The landlord turned to another customer, who was a solicitor, and ask for his support. The solicitor said that he was very sorry, but the landlord had definitely made an offer and the man had accepted it, so he did not have to pay. The landlord was furious and turned the man out, telling him never to come back again. But about 10 minutes later the man reappeared.

“I thought I told you never to come back”, the landlord said.

“I’ve never been here before my life”, said the man.

“Then you must have a double”, said landlord.

“Thank you very much, I will and I’m sure my solicitor friend would like one too.”


"Now, I don’t want to get off on a rant here, but guilt is simply God’s way of letting you know that you’re having too good a time." –Dennis Miller


"People in L.A. don’t eat cereal, because they don’t like sugar because it’s bad for you. It’s OK to inject botulism into your face, but not to eat sugar!" -Craig Ferguson


Three North Queenslanders, Stretch, Bluey & Bazza, were working on a Telstra comunication tower: As they start their descent, Bazza slips and falls to his death.

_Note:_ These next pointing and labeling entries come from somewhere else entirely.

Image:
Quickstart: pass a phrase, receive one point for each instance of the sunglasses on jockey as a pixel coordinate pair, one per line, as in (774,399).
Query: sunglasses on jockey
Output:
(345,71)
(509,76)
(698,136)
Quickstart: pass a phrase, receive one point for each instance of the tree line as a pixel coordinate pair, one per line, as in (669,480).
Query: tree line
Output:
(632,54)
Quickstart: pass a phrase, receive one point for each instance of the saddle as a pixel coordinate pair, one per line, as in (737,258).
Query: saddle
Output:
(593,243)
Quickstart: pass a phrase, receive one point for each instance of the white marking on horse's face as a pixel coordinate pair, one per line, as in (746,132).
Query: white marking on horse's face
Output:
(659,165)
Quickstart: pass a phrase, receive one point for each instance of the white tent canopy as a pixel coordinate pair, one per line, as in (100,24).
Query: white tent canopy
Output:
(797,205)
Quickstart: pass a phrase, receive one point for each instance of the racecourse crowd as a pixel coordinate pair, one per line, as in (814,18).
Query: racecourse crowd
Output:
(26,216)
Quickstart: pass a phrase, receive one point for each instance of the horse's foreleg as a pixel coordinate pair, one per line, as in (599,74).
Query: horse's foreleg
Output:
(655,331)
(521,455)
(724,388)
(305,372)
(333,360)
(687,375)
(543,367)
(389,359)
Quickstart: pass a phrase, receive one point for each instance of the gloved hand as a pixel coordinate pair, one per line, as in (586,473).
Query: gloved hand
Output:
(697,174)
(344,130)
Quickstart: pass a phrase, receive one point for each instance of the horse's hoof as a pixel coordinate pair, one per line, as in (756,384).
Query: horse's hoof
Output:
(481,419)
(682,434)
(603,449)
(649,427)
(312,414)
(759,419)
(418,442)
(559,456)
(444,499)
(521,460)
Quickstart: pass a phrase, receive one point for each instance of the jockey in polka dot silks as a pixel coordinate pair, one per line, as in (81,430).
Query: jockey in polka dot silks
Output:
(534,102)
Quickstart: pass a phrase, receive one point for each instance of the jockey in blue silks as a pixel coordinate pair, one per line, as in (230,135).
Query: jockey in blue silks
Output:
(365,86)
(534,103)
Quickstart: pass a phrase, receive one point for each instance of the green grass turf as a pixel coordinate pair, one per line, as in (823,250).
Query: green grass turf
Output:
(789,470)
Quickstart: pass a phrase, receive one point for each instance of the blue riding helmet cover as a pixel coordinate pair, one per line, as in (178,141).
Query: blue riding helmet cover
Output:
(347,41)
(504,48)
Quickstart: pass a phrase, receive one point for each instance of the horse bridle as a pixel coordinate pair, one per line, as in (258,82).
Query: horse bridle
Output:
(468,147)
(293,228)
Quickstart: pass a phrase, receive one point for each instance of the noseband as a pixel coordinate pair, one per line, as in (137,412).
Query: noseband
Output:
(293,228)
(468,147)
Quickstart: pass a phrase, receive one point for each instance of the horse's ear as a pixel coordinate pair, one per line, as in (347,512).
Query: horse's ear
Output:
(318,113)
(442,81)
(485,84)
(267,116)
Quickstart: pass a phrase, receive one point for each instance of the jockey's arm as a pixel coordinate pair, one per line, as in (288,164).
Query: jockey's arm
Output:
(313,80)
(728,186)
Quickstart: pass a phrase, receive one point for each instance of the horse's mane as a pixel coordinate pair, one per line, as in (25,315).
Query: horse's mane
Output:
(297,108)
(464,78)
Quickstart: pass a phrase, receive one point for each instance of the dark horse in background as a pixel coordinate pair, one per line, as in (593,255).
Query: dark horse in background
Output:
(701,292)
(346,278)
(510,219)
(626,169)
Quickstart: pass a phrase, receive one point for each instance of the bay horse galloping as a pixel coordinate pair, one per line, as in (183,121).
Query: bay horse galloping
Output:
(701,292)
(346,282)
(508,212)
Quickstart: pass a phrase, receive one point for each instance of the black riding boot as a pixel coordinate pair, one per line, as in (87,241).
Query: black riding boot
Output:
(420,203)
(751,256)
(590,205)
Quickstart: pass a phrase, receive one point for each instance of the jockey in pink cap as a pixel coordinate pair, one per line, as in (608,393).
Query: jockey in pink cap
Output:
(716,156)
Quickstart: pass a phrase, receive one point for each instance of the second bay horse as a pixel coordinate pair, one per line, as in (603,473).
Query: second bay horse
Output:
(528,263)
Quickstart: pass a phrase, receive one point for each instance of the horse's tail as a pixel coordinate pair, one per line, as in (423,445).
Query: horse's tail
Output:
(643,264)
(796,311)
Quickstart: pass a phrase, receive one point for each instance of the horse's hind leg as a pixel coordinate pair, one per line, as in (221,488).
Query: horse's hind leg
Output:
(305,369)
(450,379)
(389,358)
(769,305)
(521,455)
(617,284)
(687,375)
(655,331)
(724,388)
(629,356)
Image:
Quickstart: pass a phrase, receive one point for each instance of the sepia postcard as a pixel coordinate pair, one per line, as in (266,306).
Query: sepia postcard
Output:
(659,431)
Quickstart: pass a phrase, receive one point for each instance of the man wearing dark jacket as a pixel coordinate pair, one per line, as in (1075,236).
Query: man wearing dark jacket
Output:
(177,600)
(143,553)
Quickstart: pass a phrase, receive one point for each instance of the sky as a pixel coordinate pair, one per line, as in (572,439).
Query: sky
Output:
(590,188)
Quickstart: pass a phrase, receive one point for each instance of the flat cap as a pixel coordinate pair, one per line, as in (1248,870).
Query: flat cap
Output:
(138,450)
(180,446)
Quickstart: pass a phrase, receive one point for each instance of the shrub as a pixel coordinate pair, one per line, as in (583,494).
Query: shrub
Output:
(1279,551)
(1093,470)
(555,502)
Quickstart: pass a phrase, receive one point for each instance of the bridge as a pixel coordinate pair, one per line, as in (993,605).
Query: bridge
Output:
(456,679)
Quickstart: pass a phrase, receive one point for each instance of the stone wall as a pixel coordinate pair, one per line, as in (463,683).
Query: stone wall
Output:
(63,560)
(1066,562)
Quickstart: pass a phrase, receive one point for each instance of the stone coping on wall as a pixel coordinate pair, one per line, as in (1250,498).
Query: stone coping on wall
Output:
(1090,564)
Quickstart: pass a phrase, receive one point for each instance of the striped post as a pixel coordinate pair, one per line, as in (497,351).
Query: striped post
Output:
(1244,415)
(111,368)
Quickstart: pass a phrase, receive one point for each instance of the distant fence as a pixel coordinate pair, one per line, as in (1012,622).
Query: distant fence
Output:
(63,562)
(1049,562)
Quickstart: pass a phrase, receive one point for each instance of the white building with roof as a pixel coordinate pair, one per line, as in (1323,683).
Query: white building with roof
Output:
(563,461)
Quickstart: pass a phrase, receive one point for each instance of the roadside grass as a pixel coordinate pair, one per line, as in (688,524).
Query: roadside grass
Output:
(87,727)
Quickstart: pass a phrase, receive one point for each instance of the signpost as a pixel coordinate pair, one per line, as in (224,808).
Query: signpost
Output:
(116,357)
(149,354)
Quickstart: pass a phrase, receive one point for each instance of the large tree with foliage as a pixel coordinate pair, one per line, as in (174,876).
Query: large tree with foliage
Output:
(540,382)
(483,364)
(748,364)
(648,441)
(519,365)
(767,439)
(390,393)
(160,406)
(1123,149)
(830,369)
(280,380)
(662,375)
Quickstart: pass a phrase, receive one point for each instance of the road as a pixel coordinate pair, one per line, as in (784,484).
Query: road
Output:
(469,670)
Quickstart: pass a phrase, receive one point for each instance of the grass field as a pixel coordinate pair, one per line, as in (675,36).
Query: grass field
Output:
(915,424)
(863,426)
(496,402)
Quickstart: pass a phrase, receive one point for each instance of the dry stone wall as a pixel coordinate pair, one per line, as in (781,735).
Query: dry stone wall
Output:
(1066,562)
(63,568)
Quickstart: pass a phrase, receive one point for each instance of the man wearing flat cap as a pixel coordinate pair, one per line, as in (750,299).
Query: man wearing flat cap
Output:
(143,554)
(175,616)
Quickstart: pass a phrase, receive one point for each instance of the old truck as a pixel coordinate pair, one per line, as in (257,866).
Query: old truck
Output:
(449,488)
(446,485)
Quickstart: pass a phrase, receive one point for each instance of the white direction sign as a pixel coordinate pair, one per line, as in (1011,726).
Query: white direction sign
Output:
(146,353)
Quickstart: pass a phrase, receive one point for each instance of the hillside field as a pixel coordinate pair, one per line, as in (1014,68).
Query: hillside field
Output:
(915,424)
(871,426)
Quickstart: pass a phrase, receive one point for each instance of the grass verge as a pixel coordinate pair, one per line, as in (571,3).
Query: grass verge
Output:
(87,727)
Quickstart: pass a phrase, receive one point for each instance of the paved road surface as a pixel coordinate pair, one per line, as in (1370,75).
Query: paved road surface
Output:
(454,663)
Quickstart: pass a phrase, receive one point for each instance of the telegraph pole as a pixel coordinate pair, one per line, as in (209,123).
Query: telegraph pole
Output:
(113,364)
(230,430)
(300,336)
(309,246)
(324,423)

As the ambulance takes the body away, Bluey says, ‘Damn, someone should go and tell his wife.’ Stretch says, ‘OK, I’m pretty good at that sensitive stuff, I’ll do it.’

Two hours later, he comes back carrying a case of XXXX.
Bluey says, ‘Where did you get that beer, Stretch?’
‘Bazza’s wife gave it to me,’ Stretch replies. ‘That’s unbelievable, you told a woman her husband was dead and she gave you beer?’

Well, not exactly’, Stretch says, ‘When she answered the door, I said to her, "you must be Bazza’s widow".’

She said, ‘You must be mistaken, I’m not a widow.’ Then I said ‘I’ll bet you a case of XXXX you are.


A man was relaxing on the sofa watching TV when he heard his wife’s’ voice in the kitchen. "What would you like for dinner, sweetie? Do you want chicken, beef or lamb?"

Surprised, he answered, "Thanks! I’d like chicken."

"You’re having soup, drongo. I was talking to the cat."


Two guys are being chased by a bear, when one stops to put on his sneakers.

The other guy yells, "You idiot, you can’t outrun a bear."

The first guy gasps, "I don’t have to outrun a bear – I just have to outrun you."


A little girl complained to her father, "Daddy, I wish I had a little sister!"

Trying to be funny, her father joked, "But honey, you already have a sister!"

Confused, the toddler asked, "I do?"

"Sure," her dad said, pulling the kid’s chain. "You don’t see her because every time you come in the front door, she scoots out the back door!"

The confused toddler thought for a moment and then beamed, "You mean just like my other daddy!"